The Starlink conspiracy theory is interesting because it shares its contours with the Italygate voting conspiracy theory from the 2020 cycle. According to that theory, people working in the U.S. Embassy in Rome used satellites to remotely switch votes from Trump to Biden. (Similar conspiracies proposed that supercomputers could have switched ballots.)

“This all feels very familiar,” said Sam Howard, the U.S. politics editor for NewsGuard, a media monitoring organization.

According to Howard, NewsGuard found that mentions of “Starlink” were seven times higher on the Sunday after the election than before it, with 281,644 mentions on X that day. And that was just X, which has easier metrics to track; the conspiracy theories may have been more widespread on other social media platforms.

Many people who shared these claims did so while insisting they were different from Trump supporters who backed Stop the Steal. “This isn’t even a conspiracy theory,” one person said on Reddit, laying out their reasoning. “It’s a logical hypothesis based on past evidence.”

According to Robyn Caplan, a professor of technology policy at Duke University, these users’ behavior can be explained in part by something called the “third-person effect,” a widespread belief that others are more influenced by mass media—ads, articles, internet screeds, but also misinformation.

Liberals often convince themselves that they are less susceptible to misinformation because they see themselves as being on the side of institutions such as journalism and academia that prize facts and verify information, Caplan said. The left, she noted, has prided itself on “more of a claim to truth and knowledge.” (The right believes that it is more resistant to misinformation than the left because it isn’t brainwashed by liberal educators, she said.)

In reality, these experts noted, the impulse to quibble with election results from either direction comes from the same place: an individual conception of political affairs that does not align with reality.

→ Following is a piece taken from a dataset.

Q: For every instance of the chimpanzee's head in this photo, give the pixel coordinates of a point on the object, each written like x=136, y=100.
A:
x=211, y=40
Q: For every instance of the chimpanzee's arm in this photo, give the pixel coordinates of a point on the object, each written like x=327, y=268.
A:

This is only heightened by our information bubbles: Algorithms and social circles have led basically everyone to believe they are more representative of the electorate than they turn out to be.

The truth is that the left is not immune to the same factors that create conspiracy theories on the right. But there are some crucial differences between the two camps. Howard at NewsGuard said that the BlueAnon claims he saw seemed to be largely from accounts he classified as “obscure” or “fringe.” “They may have large followings,” he added, “but they don’t seem to hold sway offline as much.” (He said there was also no evidence of substantial foreign interference in the discussion.) The claims, he said, also seem to already be waning.

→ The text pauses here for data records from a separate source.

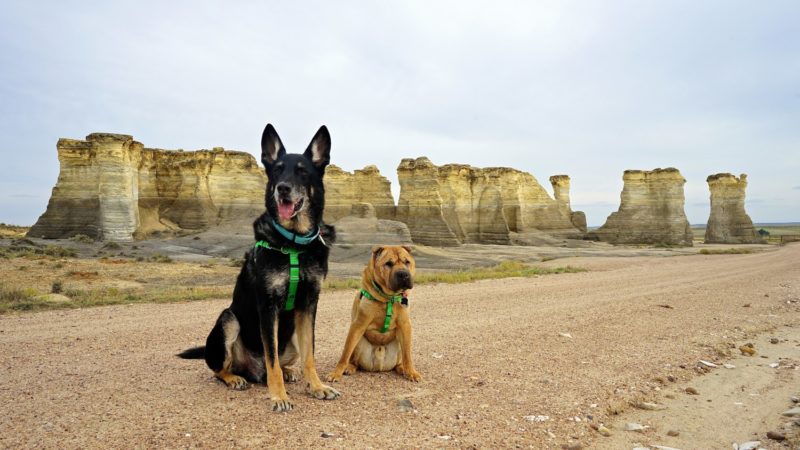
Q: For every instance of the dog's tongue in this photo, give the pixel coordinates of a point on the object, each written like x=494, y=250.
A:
x=285, y=210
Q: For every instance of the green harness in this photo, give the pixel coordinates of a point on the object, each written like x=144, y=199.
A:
x=391, y=300
x=294, y=271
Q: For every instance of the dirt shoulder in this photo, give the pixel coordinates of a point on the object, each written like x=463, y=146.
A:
x=506, y=363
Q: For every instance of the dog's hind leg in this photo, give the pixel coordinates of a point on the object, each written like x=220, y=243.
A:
x=219, y=350
x=288, y=358
x=268, y=319
x=304, y=329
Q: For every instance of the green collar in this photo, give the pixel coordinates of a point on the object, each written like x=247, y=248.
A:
x=294, y=270
x=390, y=301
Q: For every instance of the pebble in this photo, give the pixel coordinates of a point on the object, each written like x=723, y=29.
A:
x=794, y=412
x=776, y=436
x=631, y=426
x=537, y=418
x=650, y=406
x=601, y=429
x=748, y=349
x=405, y=405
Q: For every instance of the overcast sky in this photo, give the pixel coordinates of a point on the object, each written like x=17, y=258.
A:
x=584, y=88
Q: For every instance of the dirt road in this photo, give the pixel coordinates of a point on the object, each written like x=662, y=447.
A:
x=506, y=363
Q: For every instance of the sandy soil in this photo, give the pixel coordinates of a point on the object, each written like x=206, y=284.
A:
x=518, y=362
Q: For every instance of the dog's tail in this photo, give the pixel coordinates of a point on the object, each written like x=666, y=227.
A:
x=193, y=353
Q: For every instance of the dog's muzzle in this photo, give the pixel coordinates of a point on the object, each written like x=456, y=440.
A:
x=402, y=280
x=288, y=206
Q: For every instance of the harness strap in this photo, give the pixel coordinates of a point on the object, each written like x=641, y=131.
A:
x=296, y=238
x=390, y=301
x=294, y=271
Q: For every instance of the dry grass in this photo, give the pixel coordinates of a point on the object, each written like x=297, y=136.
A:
x=726, y=251
x=35, y=282
x=508, y=269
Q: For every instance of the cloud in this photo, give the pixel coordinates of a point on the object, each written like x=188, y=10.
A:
x=545, y=87
x=21, y=195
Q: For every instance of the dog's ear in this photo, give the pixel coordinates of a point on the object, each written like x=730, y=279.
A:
x=319, y=150
x=271, y=146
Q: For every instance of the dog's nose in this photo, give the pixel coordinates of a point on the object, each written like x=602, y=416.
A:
x=283, y=189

A.J. Bauer, a journalism and media professor at the University of Alabama researching conservative news, argued that every election leads to “some subset of people who are skeptical about the results” simply because they are caught off-guard and confused by it. “A lot of the early things that appeared to be election skepticism around liberals is mostly fog-of-war stuff,” he said. “I don’t think there’s anything wrong or unusual about humans filling uncertainty with uncertainties of conspiracy thinking. I think it goes with election time.”

What matters, he said, is that no one in any kind of leadership position has seized on the doubt. Unlike Trump, Harris conceded. And neither journalistic institutions nor Democratic leaders are fanning the flames by alleging that these conspiracy theories are real.

“You’ll forever be able to find examples of people being wrong on the internet,” Bauer said. “The real question is how those ideas are utilized by people in power.”